The tall and bulky figure approached slowly and murmured a quiet, “Shut up, bitch,” before he stuffed a ball gag into her open mouth and sealed it quickly behind her head. The girl stumbled away along the damp wall towards the bench again. She had no idea what was going on, but she knew she had to distance herself from this man-beast, or create a diversion to make a possible escape.

But there was no way out. drip The water drop landed on her hair and streamed down her forehead as the man approached again. A glint of silver reflected off a long sword as he unsheathed it from a cover attached to his belt. He turned to look at it, and she caught his profile just long enough to make a connection. drip An image flashed into her mind: Her car, careening madly on black ice, and a man staring down at his dead dog under her tire.

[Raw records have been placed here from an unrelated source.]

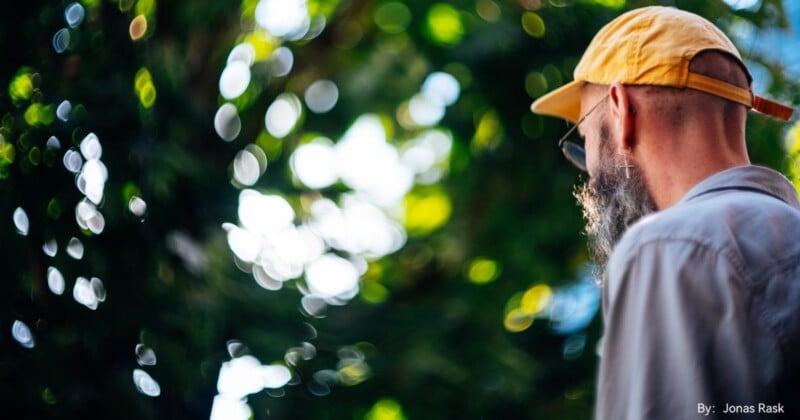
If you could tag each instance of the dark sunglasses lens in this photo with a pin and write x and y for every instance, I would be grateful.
(575, 154)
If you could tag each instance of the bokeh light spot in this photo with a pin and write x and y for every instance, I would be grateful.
(282, 62)
(63, 110)
(392, 17)
(21, 221)
(55, 281)
(50, 248)
(282, 115)
(425, 110)
(226, 407)
(488, 10)
(426, 211)
(144, 87)
(138, 27)
(444, 24)
(283, 18)
(248, 165)
(536, 299)
(234, 79)
(244, 52)
(518, 320)
(332, 276)
(535, 84)
(137, 206)
(74, 14)
(533, 24)
(442, 86)
(61, 40)
(227, 122)
(145, 383)
(23, 334)
(145, 356)
(385, 409)
(264, 213)
(483, 270)
(314, 164)
(321, 96)
(75, 248)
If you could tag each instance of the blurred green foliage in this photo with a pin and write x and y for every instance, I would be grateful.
(449, 326)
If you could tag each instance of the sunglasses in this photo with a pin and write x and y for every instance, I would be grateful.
(574, 152)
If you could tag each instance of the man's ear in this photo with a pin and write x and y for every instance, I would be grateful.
(622, 112)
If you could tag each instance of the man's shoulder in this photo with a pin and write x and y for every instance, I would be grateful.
(742, 220)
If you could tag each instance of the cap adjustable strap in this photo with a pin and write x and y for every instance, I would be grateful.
(739, 95)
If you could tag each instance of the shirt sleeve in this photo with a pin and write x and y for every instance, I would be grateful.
(676, 339)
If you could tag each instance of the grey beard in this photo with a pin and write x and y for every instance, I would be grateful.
(611, 203)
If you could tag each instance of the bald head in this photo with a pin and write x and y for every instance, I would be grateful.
(675, 108)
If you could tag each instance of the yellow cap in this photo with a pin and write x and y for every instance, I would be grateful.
(652, 46)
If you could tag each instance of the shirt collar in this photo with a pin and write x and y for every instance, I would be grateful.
(751, 177)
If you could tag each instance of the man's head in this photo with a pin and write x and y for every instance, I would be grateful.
(660, 96)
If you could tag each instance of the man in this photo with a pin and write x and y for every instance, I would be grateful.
(701, 296)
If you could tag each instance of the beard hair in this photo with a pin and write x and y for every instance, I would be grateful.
(611, 203)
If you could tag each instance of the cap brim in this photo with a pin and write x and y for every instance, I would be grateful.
(564, 102)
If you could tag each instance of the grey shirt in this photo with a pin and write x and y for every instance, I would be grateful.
(702, 305)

Fear struck through her, a long chord of black and grey and everything that goes drip in the night. He chuckled softly, as though sensing the change in her. drip “You remember, don’t you?” The girl could do nothing but shake fearfully and slide down the wall in an effort to protect herself. “That was my dog you hit,” he said softly, and twirled the sword in the light. “He was my friend, my only friend, and you killed him.” The man knelt down close to her and ran the sharp blade along her cheek. drip She felt a trickle of hot red blood make a free fall onto her shoulder.

He laughed, a soft and maniacal sound from deep in his stomach. “Since you killed my only friend, it’s only appropriate that you pay.” The sword drove deep into her thigh and the girl made an attempt to scream. drip The pitiful sound was blocked by the ball gag.

drip He turned and walked to the door quietly. “Welcome home, Fido.”